Buffalo Teachers Federation President
Buffalo teachers have been working under the same contract for roughly a decade, and negotiations for a new one are overdue. Board members say they hope to get concessions, primarily in health care and benefits. Some believe the board majority is using the threat of more charter schools as leverage in bargaining. What happens in negotiations, however, hangs on Rumore, one of the most influential union leaders in the state.
President of the Northeast Charter Schools Network
Phillips oversees the network of charter schools that operate in New York State, an organization that serves as a lobbying group for charters. He could have influence helping the board court more charter schools. But he has cautioned that those schools will need assurances building space is available. The network has been pushing for the state to start giving building aid to charter schools and could use Buffalo’s interest as leverage.

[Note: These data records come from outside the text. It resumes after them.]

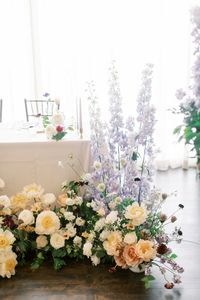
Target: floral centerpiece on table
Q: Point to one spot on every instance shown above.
(55, 127)
(190, 102)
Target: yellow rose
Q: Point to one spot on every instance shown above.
(145, 250)
(136, 214)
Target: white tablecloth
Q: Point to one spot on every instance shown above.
(27, 157)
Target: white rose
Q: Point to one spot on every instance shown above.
(41, 241)
(77, 241)
(57, 241)
(99, 224)
(87, 249)
(95, 260)
(47, 222)
(27, 217)
(5, 201)
(50, 131)
(80, 221)
(112, 217)
(48, 198)
(69, 216)
(104, 234)
(2, 184)
(130, 238)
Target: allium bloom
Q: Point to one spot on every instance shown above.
(19, 201)
(41, 241)
(136, 214)
(87, 249)
(8, 263)
(145, 250)
(95, 260)
(26, 216)
(47, 222)
(57, 241)
(5, 201)
(6, 240)
(33, 191)
(48, 199)
(113, 242)
(130, 238)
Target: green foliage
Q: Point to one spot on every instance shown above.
(147, 281)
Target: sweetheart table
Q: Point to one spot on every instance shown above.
(28, 157)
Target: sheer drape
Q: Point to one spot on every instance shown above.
(56, 46)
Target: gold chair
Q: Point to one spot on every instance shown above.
(36, 108)
(1, 106)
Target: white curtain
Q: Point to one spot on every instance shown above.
(55, 46)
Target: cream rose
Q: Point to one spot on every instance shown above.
(130, 238)
(5, 201)
(130, 256)
(145, 250)
(87, 249)
(26, 216)
(113, 243)
(136, 214)
(47, 222)
(57, 241)
(48, 199)
(8, 262)
(41, 241)
(6, 240)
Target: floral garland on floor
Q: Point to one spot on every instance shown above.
(110, 215)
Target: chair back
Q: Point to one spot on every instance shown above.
(1, 107)
(36, 108)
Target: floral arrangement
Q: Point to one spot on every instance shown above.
(190, 101)
(37, 226)
(55, 126)
(111, 215)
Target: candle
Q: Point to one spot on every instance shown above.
(77, 117)
(80, 119)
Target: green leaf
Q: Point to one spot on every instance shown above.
(58, 263)
(59, 252)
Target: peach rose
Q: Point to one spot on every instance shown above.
(145, 250)
(130, 256)
(113, 242)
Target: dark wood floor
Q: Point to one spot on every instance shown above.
(82, 281)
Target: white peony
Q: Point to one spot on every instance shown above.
(6, 240)
(69, 216)
(41, 241)
(87, 249)
(48, 199)
(27, 217)
(77, 241)
(57, 241)
(47, 222)
(8, 262)
(5, 201)
(111, 217)
(95, 260)
(2, 184)
(130, 238)
(80, 221)
(50, 131)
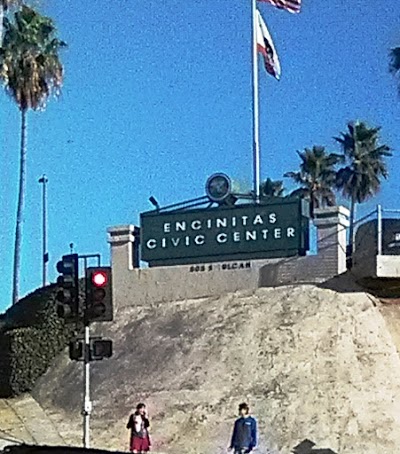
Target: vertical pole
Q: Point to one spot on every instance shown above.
(256, 124)
(44, 180)
(379, 221)
(87, 404)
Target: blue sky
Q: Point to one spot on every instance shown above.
(157, 96)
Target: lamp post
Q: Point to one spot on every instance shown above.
(43, 180)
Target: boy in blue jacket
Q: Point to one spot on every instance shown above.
(244, 437)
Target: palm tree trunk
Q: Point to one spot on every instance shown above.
(351, 229)
(20, 206)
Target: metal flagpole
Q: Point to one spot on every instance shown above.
(44, 180)
(256, 123)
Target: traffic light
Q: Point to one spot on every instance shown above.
(76, 350)
(100, 349)
(99, 307)
(68, 281)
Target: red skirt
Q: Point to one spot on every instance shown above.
(140, 444)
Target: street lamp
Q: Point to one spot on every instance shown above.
(45, 257)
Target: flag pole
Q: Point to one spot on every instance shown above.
(256, 123)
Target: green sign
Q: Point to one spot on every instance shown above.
(278, 228)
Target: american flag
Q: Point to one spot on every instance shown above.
(293, 6)
(266, 48)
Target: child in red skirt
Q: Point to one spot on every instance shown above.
(139, 424)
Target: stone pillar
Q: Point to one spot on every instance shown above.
(332, 224)
(124, 241)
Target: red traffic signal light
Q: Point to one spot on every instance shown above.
(99, 307)
(99, 278)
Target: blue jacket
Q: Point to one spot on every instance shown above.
(244, 433)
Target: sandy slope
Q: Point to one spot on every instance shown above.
(313, 364)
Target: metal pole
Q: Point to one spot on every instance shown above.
(256, 124)
(379, 221)
(87, 404)
(43, 180)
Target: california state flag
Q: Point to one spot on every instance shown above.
(266, 47)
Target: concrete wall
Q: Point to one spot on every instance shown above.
(147, 286)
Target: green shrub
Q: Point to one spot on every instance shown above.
(31, 336)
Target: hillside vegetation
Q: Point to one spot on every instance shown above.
(312, 363)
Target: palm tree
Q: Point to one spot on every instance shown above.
(395, 62)
(4, 6)
(316, 177)
(31, 72)
(271, 188)
(364, 156)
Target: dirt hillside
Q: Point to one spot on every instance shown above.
(312, 363)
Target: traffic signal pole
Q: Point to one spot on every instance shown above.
(87, 404)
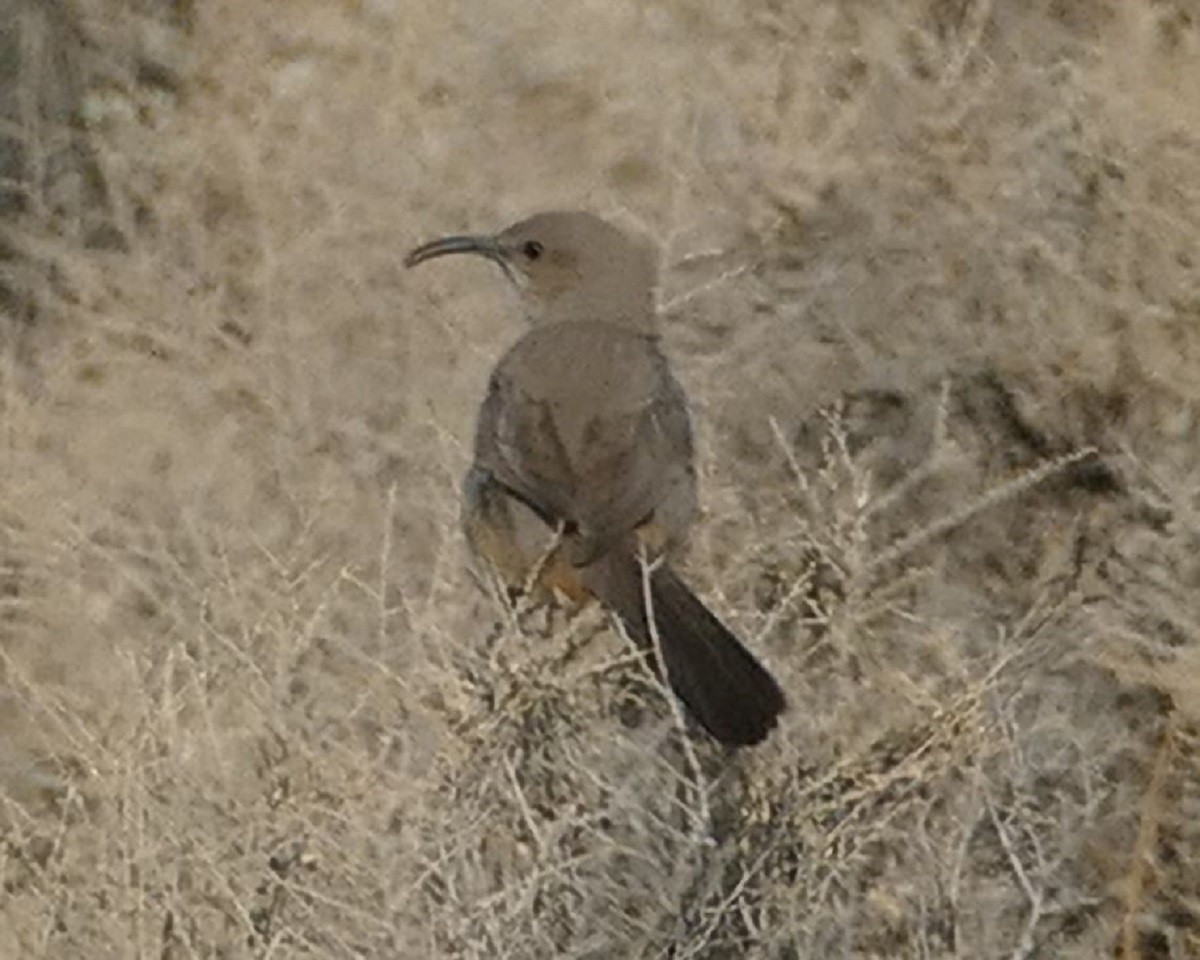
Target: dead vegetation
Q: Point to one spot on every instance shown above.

President of the District Parent Coordinating Council
Radford runs the district’s most prominent parent organization, which has played a key role fighting for increased parent rights, holding the district accountable and making sure it is in compliance with state laws and regulations. The council has demonstrated the power parents have shaping district programs and policy, so having a strong working relationship with the group will be important.
Ultimately, executing – or changing – the board majority’s strategic vision will fall to the new interim superintendent. Ogilvie is a well-respected figure both locally and statewide, and he brings decades of experience and knowledge in education issues to the position. Ogilvie says his goal is to stabilize the district and set the course for the district’s future.